Democratic Presidential Candidate Andrew Yang foresees a
future where artificial intelligence (AI) and the automation of jobs will lead
to the disintegration of our society with human workers being replaced by
machines, which is one of his main campaign messages.
As stated in a November
2019 article by Martin Ford in The Hill: “AI and automation will disrupt
our world — but only Andrew Yang is warning about it”. The article also
includes these statistics:
A recent report from the consulting firm Deloitte found
that, among more than a thousand surveyed American executives, 63 percent
agreed with the statement that “to cut costs, my company wants to automate as
many jobs as possible using AI,” and 36 percent already believe that job losses
from AI-enabled automation should be viewed as an ethical issue.
The statements are usually attributed to manufacturing jobs
and low-paid jobs, definitely not highly educated professionals, like lawyers,
doctors, or scientists. Yet lawyers and doctors will also see a decline in
demand when AI takes over decision making in their fields. But for those decisions
to be made, the machines will have to learn correctly. So, what kind of humans
will still be needed to perform any work that machines cannot do?

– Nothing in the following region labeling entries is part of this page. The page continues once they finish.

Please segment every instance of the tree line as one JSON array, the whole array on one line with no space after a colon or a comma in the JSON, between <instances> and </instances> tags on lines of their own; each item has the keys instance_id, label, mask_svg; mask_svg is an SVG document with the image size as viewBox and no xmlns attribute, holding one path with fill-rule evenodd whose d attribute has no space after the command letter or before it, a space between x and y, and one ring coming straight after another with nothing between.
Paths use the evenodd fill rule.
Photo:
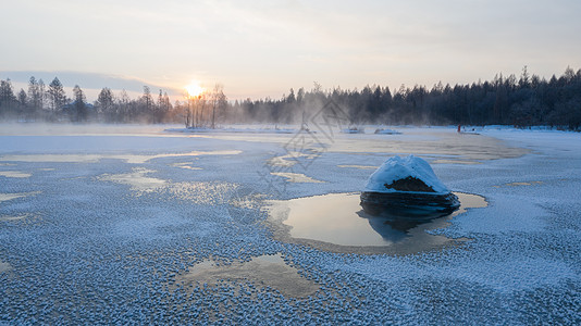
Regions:
<instances>
[{"instance_id":1,"label":"tree line","mask_svg":"<svg viewBox=\"0 0 581 326\"><path fill-rule=\"evenodd\" d=\"M530 75L527 66L519 77L497 74L493 80L467 85L437 83L431 89L401 85L398 89L378 85L361 90L314 87L290 89L281 99L236 101L239 118L270 123L297 123L334 101L354 124L385 125L514 125L551 126L580 130L581 70L567 67L549 80Z\"/></svg>"},{"instance_id":2,"label":"tree line","mask_svg":"<svg viewBox=\"0 0 581 326\"><path fill-rule=\"evenodd\" d=\"M530 75L527 66L519 77L497 74L493 80L443 85L428 89L401 85L366 86L361 90L339 87L323 90L314 83L310 90L299 88L280 99L246 99L228 102L223 87L182 101L170 102L159 90L157 99L149 87L129 99L122 90L114 95L103 88L94 103L75 86L73 98L65 95L55 77L47 87L30 77L28 89L14 93L10 79L0 80L0 118L47 122L182 123L186 127L217 127L232 123L296 124L334 101L349 123L385 125L514 125L551 126L571 130L581 127L581 70L567 67L548 80Z\"/></svg>"}]
</instances>

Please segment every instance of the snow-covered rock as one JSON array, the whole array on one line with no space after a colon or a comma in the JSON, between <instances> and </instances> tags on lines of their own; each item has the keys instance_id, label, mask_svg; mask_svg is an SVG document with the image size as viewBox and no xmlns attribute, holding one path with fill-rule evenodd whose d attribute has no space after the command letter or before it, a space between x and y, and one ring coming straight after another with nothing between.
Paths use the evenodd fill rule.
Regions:
<instances>
[{"instance_id":1,"label":"snow-covered rock","mask_svg":"<svg viewBox=\"0 0 581 326\"><path fill-rule=\"evenodd\" d=\"M425 184L424 187L413 189L413 185L406 187L399 180L418 179ZM399 183L398 183L399 181ZM408 183L410 184L410 183ZM418 185L419 183L413 183ZM404 189L408 188L408 189ZM431 190L430 190L431 188ZM363 191L374 192L435 192L434 195L448 193L449 189L436 177L430 163L413 155L400 158L393 156L385 161L367 180Z\"/></svg>"},{"instance_id":2,"label":"snow-covered rock","mask_svg":"<svg viewBox=\"0 0 581 326\"><path fill-rule=\"evenodd\" d=\"M435 217L454 212L459 201L428 162L409 155L388 159L369 177L361 206L373 215Z\"/></svg>"}]
</instances>

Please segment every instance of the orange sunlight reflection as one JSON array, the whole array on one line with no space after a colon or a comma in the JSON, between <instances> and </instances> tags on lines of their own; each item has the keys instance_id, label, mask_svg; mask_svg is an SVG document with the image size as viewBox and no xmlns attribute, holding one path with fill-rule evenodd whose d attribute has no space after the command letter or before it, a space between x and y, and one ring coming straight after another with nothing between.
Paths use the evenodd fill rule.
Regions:
<instances>
[{"instance_id":1,"label":"orange sunlight reflection","mask_svg":"<svg viewBox=\"0 0 581 326\"><path fill-rule=\"evenodd\" d=\"M197 97L203 92L203 88L197 80L191 80L189 85L185 87L188 97Z\"/></svg>"}]
</instances>

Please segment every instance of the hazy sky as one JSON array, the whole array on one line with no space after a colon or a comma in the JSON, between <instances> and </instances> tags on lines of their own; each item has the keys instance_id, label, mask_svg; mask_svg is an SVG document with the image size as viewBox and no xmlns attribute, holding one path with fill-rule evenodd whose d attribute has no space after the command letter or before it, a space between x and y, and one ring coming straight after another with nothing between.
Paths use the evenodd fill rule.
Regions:
<instances>
[{"instance_id":1,"label":"hazy sky","mask_svg":"<svg viewBox=\"0 0 581 326\"><path fill-rule=\"evenodd\" d=\"M95 74L176 89L197 79L237 99L313 82L431 87L523 65L547 78L581 68L579 0L2 2L0 78L14 82L11 72L86 73L63 84L88 88L111 87Z\"/></svg>"}]
</instances>

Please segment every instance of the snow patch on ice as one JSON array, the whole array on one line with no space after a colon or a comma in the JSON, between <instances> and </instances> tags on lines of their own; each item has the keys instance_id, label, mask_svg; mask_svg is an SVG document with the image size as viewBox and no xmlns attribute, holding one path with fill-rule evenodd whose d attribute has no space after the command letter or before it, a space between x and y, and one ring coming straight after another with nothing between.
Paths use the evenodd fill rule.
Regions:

Apart form certain service industry jobs where humans prefer
human touch or human communication such as nurses, masseuses, waiters, the only
other jobs that will not only be available but highly requested besides computer
and robot programmers, are data scientists. Data scientists clean and
prepare the data and configure the machine learning models to learn from the
data.
An IBM survey by a different Wang (Dakuo Wang et al 2019) looked at “Human-AI Collaboration in Data Science: Exploring Data Scientists’ Perceptions of Automated AI”. The goal of the study was to understand data scientists current work practices and how these practices might change with Automated AI (AutoAI). Reactions were reported to be mixed with some expressing concern about the trend of automating their jobs which they also strongly felt was inevitable while others remained optimistic about their future job security due to a view that the future of data science work will be a collaboration between humans and AI systems.